We developed and internally validated a nomogram for the early diagnosis of severe MPP associated with PB. Fever duration, NP, LDH, PCT, IL-6, and pleural effusion were included in the nomogram. The proposed nomogram is an easy-to-use tool for diagnosing PB. Internal validation showed that the nomogram had good discriminatory power and calibration. The C-index was 0.900 (0.866–0.934), indicating that the nomogram could be used in large cohorts in clinical practice. Decision curve analysis(DCA) indicated that at a threshold probability of ≥ 14%, the nomogram was more clinically useful in diagnosing PB.
P-trend analysis showed that the OR increased with the increase in PCT, indicating that high PCT increased the risk of developing PB. PCT was clinically useful, underscoring the need to incorporate this variable into this diagnostic model. The contribution of pleural effusion to the nomogram was lower; however, in clinical practice, imaging showed that pleural effusion had a higher predictive ability and clinical value for severe MPP associated with PB, suggesting that pleural effusion could be used as an independent clinical feature in the proposed model.
Fever duration was clinically useful and was longer in the PB group than in the control group (mean: 11.50 [0–32 days] vs. 8.25 [0–18 days]), suggesting that patients with severe MPP with a long fever duration (more than 11 days) are more likely to develop PB.
Bronchial casts may be caused by inflammatory cell infiltration and inflammatory mediators, resulting in congestion, edema, necrosis of the tracheal mucosa, and airway obstruction[13]. IL-6 levels are positively correlated with the severity of MPP[14]. Increased IL-6 levels in the bronchoalveolar lavage fluid in the acute phase of MPP indicate a local inflammatory response in the lungs [15–17]. IL-6 aggravates tissue inflammation by increasing the production of other immune factors [18]. In this study, IL-6 level was higher in the PB group than in the control group (mean: 68.43 [2.86–806.40] pg/ml vs. 20.89 [1.00–318.90] pg/ml), indicating that children with severe MPP and IL-6 levels higher than 68 pg/ml should be monitored for PB.
PB can be secondary to asthma, bronchitis, atelectasis, and pulmonary fibrosis[19] and may develop in healthy children; however, patients with allergies or asthma are at higher risk[20, 21]. PB is caused by influenza viruses, MP, and adenoviruses[22].
Bronchial casts are either inflammatory (type 1) or acellular (type 2)[23]. Type 1 casts are characterized by dense fibrin and the infiltration of eosinophils and neutrophils. Type 2 casts are characterized by the presence of mucin with little or no cellular infiltration. Type 2 PB is secondary to congenital cyanotic heart disease, especially after Fontan operation.
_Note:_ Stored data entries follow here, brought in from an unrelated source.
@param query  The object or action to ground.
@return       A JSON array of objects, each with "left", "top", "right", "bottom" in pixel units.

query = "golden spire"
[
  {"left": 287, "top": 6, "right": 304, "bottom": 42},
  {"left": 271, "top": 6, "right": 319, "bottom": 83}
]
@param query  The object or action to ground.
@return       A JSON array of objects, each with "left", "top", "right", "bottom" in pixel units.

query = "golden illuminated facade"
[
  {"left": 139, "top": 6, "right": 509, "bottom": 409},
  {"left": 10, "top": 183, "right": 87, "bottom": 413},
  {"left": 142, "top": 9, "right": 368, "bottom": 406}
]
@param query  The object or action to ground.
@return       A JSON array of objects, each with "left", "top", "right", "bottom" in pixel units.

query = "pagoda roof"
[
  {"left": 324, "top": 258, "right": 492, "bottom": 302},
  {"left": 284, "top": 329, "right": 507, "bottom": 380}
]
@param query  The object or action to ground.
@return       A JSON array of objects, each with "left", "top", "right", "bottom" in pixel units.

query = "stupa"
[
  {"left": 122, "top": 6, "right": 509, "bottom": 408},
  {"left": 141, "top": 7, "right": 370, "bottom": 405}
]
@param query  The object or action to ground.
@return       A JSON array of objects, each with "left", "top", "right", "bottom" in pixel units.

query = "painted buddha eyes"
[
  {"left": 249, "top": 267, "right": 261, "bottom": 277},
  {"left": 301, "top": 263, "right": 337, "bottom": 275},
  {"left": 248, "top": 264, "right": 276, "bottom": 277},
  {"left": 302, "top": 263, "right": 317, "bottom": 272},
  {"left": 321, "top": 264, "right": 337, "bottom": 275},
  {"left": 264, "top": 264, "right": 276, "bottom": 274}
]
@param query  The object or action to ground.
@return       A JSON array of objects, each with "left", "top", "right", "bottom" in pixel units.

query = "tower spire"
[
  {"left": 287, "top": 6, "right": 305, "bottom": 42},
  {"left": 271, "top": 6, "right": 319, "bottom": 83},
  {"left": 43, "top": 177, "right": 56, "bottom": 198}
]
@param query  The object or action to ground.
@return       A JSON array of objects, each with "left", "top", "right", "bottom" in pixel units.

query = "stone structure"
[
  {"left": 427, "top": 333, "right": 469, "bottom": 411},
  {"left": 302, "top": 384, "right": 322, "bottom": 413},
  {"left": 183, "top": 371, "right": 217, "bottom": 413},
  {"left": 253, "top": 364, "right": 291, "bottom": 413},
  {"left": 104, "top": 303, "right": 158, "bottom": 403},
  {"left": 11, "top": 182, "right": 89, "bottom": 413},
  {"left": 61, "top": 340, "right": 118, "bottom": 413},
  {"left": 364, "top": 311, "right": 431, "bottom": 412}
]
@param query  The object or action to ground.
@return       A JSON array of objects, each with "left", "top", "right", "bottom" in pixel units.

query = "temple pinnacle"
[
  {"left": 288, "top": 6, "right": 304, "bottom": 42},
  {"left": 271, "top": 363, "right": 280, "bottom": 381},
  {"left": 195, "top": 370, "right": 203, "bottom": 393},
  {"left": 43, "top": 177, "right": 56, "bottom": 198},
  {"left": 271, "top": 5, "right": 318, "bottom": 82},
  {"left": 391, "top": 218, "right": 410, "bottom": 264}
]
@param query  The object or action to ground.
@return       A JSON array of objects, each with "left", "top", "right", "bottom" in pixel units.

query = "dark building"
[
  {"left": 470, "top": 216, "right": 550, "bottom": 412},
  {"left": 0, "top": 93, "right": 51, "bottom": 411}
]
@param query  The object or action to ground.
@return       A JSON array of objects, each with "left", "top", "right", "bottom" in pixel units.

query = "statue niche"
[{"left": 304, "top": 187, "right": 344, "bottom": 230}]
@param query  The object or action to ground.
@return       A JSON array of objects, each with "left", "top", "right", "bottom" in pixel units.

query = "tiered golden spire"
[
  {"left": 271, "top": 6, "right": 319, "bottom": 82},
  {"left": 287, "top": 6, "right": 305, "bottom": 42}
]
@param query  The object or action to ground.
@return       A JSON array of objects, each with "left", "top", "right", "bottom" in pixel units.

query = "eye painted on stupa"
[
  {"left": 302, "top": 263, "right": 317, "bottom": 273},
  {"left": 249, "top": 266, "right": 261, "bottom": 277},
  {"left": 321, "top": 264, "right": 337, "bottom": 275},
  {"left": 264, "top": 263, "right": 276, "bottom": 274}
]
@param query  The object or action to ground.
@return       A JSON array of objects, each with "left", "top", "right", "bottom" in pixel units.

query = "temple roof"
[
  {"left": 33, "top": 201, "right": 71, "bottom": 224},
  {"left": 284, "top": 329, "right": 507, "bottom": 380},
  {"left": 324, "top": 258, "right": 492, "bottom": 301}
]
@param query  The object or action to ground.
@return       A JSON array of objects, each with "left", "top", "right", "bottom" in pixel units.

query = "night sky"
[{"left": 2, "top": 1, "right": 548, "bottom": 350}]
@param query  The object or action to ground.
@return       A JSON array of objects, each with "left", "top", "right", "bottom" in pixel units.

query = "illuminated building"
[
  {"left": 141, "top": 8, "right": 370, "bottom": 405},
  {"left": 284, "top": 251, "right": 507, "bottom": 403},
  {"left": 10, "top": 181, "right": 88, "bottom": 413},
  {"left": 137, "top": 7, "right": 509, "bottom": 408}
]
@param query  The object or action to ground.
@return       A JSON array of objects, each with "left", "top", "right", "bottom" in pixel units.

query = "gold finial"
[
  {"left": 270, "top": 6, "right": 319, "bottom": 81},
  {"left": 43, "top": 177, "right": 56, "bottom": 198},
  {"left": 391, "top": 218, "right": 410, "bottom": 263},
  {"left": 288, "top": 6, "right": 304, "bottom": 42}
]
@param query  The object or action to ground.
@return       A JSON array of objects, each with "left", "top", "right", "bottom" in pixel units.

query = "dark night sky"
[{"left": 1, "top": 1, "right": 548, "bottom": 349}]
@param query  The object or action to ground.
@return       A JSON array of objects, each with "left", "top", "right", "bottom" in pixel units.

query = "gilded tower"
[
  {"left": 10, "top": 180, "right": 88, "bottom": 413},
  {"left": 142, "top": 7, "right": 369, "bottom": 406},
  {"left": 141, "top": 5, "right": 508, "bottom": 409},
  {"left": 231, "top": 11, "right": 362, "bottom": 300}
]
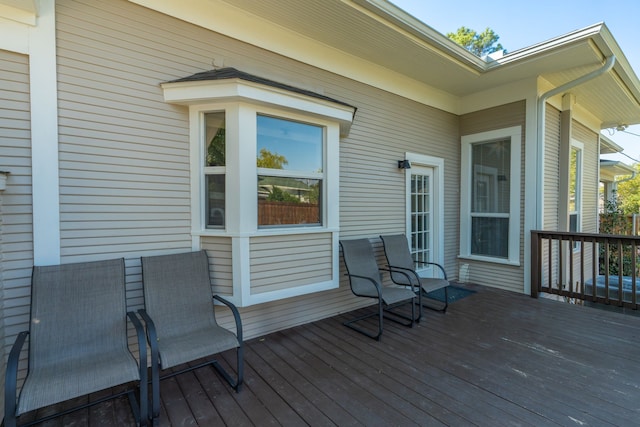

Bronchial casts may be an unusual response of the pulmonary epithelium to increased pulmonary venous pressure and lymph exudation caused by surgical injury or lymphatic malformation[24]. Most reported cases of PB in China are type 1. The incidence of PB in children who underwent Fontan operation is 4–14%.
A total of 196 cases of PB were diagnosed in this study. Of these, 49 cases were excluded because the etiological agent was not identified (13, 6.60%), pneumonia was caused by pathogens other than MP (7, 3.60%), and MP was associated with other pathogens (29, 14.80%). Among the 196 patients, 147 patients (75%) were infected with MP, and 21 patients (10.71%) were infected with MP and EB virus, indicating that MP, and the mixed infections of MP and EB virus were common in our cohort, contrary to previous studies[25–26].
Using univariate logistic regression analysis and p-trend analysis, ten clinical characteristics more useful for diagnosing PB were selected. An AUC of 0.70–0.79 is considered clinically acceptable, and an AUC ≥ 0.8 is excellent[27, 28]. Therefore, an AUC ≥ 0.70 was chosen to identify diagnostic predictors of PB, and a diagnostic model with six independent clinical characteristics was developed.
The discriminative ability of the two models was assessed. Model 1 included fever duration, NP, and LDH, and model 2 included fever duration, NP, LDH, PCT, IL-6, and pleural effusion. The C-index of models 1 and model 2 was 0.854 (0.816–0.893) and 0.900 (0.866–0.934), respectively. The C-index of model 2 was significantly higher than that of model 1. Using ROC analysis, the difference in AUC between the two models was 0.046 (0.022–0.070) (p < 0.001), suggesting that PCT, IL-6, and pleural effusion were integrated into the nomogram. The net reclassification index(NRI) was 0.1803 (95% CI: 0.0039–0.3567; p = 0.0451), and the integrated discrimination improvement (IDI) was 0.1755 (95% CI: 0.1004–0.2505; p < 0.001). The accuracy of model 2 increased by 17.55%.
This study has limitations. First, the retrospective design may lead to bias. Second, only data from one hospital were analyzed. Therefore, prospective studies with larger cohorts are necessary to validate our model.